The Federal Aviation Administration (FAA) is looking into a device built by a Connecticut teenager that combines a drone and a handgun.

Officials seek to determine if 18-year-old Austin Haughwout violated a regulation prohibiting the "careless or reckless operation of a model aircraft."

Haughwout had posted a 14-second online video that shows shots being fired from the four-propeller drone, onto which he had strapped a semiautomatic handgun. The teen's father told WFSB-TV last week that his son had built the device with the help of a Central Connecticut State University (CCSU) professor.

But CCSU assistant professor Edward Moore told the Hartford Courant that he had warned Haughwout that the project was "a terrible idea" when his student had proposed a gun-firing drone in a class the teen took at the college over the summer.
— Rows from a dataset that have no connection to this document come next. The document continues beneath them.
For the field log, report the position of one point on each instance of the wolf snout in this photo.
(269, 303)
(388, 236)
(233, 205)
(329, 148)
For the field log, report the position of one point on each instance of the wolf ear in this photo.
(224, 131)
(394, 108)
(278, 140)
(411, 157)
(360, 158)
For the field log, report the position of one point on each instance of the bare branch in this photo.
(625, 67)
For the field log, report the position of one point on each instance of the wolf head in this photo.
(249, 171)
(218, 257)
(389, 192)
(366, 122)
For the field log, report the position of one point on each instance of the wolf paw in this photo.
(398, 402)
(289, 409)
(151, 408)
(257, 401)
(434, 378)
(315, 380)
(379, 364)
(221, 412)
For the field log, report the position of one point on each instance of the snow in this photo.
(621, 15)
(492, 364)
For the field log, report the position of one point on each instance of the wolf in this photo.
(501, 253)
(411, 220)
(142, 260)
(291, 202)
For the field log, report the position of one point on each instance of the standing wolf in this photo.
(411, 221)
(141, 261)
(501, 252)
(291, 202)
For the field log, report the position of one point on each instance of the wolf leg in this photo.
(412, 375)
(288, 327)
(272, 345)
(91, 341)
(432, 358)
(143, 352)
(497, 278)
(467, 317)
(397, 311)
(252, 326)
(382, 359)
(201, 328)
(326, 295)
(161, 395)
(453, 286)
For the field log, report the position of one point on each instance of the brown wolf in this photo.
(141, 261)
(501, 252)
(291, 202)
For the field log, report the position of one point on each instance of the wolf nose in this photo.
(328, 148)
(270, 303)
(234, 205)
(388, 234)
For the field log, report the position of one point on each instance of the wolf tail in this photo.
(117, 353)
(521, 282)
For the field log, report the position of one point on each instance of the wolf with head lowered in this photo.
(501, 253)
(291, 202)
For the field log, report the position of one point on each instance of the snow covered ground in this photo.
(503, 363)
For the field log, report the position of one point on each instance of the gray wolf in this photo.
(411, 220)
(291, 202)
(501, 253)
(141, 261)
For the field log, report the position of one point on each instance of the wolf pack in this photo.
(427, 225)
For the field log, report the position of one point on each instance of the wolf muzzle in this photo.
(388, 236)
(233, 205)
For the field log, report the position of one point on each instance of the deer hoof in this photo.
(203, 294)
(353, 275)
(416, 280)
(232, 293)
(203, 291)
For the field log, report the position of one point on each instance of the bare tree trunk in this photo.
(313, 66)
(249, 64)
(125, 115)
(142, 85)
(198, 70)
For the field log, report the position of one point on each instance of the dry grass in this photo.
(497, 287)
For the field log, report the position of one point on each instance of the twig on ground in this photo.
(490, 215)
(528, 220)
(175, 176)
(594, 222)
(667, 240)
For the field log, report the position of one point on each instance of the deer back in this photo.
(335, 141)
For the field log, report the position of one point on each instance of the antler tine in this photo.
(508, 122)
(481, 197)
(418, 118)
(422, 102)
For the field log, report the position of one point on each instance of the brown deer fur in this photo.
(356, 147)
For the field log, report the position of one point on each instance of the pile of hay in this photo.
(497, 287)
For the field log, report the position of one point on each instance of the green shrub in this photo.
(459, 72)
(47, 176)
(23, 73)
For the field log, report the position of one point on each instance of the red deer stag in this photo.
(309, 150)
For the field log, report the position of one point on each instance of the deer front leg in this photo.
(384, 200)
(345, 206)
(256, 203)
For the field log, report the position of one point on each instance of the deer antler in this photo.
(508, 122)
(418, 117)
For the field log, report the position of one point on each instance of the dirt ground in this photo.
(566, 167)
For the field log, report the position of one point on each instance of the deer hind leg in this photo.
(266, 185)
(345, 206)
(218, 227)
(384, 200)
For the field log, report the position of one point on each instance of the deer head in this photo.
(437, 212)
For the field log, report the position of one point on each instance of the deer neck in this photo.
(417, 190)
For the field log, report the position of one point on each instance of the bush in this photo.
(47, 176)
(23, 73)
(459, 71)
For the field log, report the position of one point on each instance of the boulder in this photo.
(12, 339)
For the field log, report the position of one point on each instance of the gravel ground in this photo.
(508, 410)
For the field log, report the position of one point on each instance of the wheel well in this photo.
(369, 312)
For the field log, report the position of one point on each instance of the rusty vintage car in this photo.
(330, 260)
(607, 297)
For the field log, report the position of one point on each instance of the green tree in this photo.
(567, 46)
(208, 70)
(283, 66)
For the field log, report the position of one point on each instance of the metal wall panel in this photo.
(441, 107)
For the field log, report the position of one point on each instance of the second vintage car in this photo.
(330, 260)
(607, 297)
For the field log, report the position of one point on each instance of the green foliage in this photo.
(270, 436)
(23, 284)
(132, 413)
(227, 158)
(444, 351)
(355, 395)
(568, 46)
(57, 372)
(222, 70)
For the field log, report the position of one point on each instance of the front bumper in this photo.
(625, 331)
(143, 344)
"I discouraged him," Moore said. "I tried to give him the same advice I would give my kids."

Police in Clinton, Connecticut, were also investigating the incident. But since the device seems to have been flown and the shots fired on private property, authorities said it may be "a case of technology surpassing current legislation," according to CNN.

"We are attempting to determine if any laws have been violated at this point," Clinton Police Chief Todd Lawrie said. "It would seem to the average person, there should be something prohibiting a person from attaching a weapon to a drone. At this point, we can't find anything that's been violated."

The gun-firing drone, meanwhile, was not the first pilotless aircraft with which Haughwout managed to cause uproar: Last year, police charged a woman with assault after she had confronted the teenager about flying a drone at a state beach.

Haughwout said he had been using quadcopter -- a remote-controlled drone -- to get footage of the landscape from about 50 feet above the beach when Andrea Mears confronted him. A video showed the Westbrook, Connecticut, woman calling him a pervert, striking him and ripping his shirt. Mears was sentenced to probation in July 2014.